As for the nervous system, Heacock and Agranoff first demonstrated chirality in neurons [86] (Figure 2). They found that explants of goldfish retina extend neurites of optic nerves clockwise (CW), as viewed from above, when they are cultured on glass or plastic surfaces coated with a poly-lysine substrate. The CW neurite growth is a widespread phenomenon observed in various types of neurons or neural tissues in various species, such as the rodent neocortex [88,103], goldfish retinal ganglion cells [104], chick retina, rodent hippocampus [88], and mouse cerebellar granule cells [88]. It is observed on 2D substrates coated with various adhesion molecules, including poly-L (D)-lysine, laminin, N-cadherin, and L1 [88]. The direction of turning is always CW, without exception, although the strength or curvature is dependent on the cell type and the adhesivity to the substrates. The chirality does not depend on gravity or the Coriolis force, which can be easily assessed by the inversion of the culture dish [86]. It is also independent of the magnetic field [86]. The axis of neurite turning can be geometrically defined by the axis of neurite growth and the normal axis of the substrate plane, as the L–R axis is defined by the A–P and D–V axes. In the right-handed system, X-, Y-, and Z-axes point to the direction of neurite growth (distal end), the direction of less adhesivity (or culture medium), and the direction of neurite turning, respectively. The consistent orthogonal relationship between the directions of neurite growth and turning drives the unidirectional circular trajectory of the neurites, and the ratio of their strength determines the curvature and radius of the circle.

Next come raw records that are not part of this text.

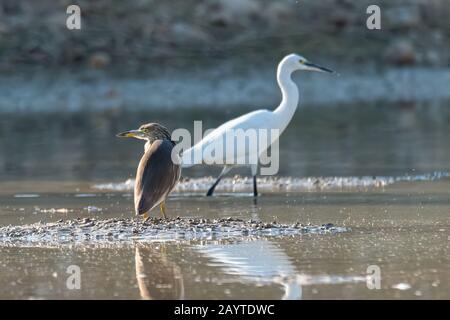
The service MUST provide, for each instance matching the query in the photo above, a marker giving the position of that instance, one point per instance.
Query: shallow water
(400, 224)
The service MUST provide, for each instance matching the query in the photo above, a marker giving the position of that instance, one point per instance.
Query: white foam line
(241, 184)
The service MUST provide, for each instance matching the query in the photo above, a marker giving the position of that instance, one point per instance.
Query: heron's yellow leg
(162, 206)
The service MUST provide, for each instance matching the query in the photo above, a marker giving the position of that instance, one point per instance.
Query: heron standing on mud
(156, 174)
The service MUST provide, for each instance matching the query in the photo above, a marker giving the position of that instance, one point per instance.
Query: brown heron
(156, 174)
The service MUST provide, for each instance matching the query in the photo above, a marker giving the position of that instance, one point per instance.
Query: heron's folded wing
(156, 176)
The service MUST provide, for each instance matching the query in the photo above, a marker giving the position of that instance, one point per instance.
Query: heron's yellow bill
(130, 134)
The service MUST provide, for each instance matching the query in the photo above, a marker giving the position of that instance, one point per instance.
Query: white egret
(260, 119)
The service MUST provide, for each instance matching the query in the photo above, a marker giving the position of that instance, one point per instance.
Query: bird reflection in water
(158, 278)
(259, 262)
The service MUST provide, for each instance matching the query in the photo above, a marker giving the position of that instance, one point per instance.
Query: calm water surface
(47, 171)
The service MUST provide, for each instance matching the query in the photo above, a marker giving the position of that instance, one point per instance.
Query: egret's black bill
(318, 68)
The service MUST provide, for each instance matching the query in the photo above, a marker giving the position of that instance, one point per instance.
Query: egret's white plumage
(259, 119)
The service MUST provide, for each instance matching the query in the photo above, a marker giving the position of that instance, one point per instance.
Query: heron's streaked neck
(149, 142)
(290, 94)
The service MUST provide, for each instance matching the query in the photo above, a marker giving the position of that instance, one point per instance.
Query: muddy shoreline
(92, 230)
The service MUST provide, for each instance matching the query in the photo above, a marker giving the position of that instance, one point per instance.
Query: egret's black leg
(224, 172)
(255, 189)
(211, 190)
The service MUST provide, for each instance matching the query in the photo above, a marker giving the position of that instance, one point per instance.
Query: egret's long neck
(289, 91)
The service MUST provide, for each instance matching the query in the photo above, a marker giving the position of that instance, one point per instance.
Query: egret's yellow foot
(162, 206)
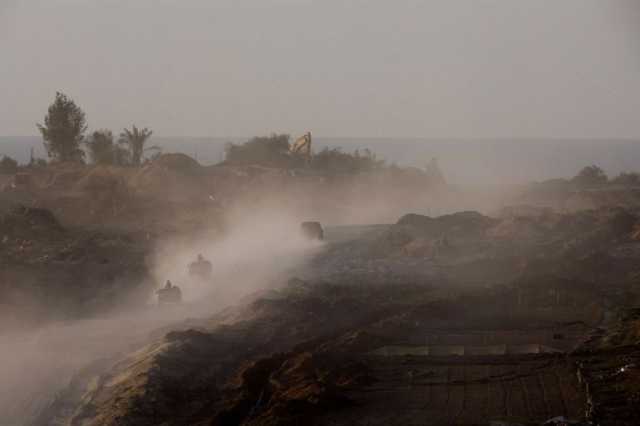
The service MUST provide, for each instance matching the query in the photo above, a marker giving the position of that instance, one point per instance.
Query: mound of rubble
(48, 271)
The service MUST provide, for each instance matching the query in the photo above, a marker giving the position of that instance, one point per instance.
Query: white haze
(407, 68)
(258, 251)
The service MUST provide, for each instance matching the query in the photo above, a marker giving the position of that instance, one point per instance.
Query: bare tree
(63, 129)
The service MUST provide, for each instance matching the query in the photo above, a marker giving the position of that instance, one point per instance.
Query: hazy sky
(430, 68)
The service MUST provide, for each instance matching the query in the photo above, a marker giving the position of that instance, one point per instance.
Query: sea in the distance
(480, 161)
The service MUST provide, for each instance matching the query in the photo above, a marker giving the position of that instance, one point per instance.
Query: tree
(103, 150)
(8, 165)
(135, 139)
(63, 129)
(591, 175)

CW chiral neurite growth is a robust and universal property that all neurons intrinsically possess, but this phenomenon has long since been neglected by neuroscientists. It may be because such chirality contradicts the general rules for the wiring of neural circuits that are symmetric along the midline [105,106,107], and is therefore treated as a peculiar artifactual phenomenon. This chirality, however, which geometrically violates the bilateral symmetry, could be a potent source of brain asymmetry.
CW growth is not observed in 3D substrates of collagen gels or collagen films [86,88,108]. The CW turning on 2D substrates is decreased by cytochalasin D, an inhibitor of actin polymerization, but not by paclitaxel, a stabilizer of microtubules, suggesting that the turning is mediated by actin filaments, but not by microtubules [88]. Based on these facts, a model was developed in which the growth cone, a fan-shaped structure located at the tip of a neurite, chirally rotates in the direction that a right-handed screw rotates CW when it advances in the direction of neurite growth (called “right-screw direction”). By testing the hypothesis, it was revealed that the microtubule-rich growth cone body does not rotate, but that the individual filopodia, which are fine needle-like actin-rich processes extending from the growth cone body, autonomously rotate in a right-screw direction [88] (Figure 2). The 3D time-lapse imaging and quantitative kinematic analysis further revealed that the filopodia simultaneously exhibit a retractive treadmill motion and a right-screw rotation, that together generate a left-spiral motion [99].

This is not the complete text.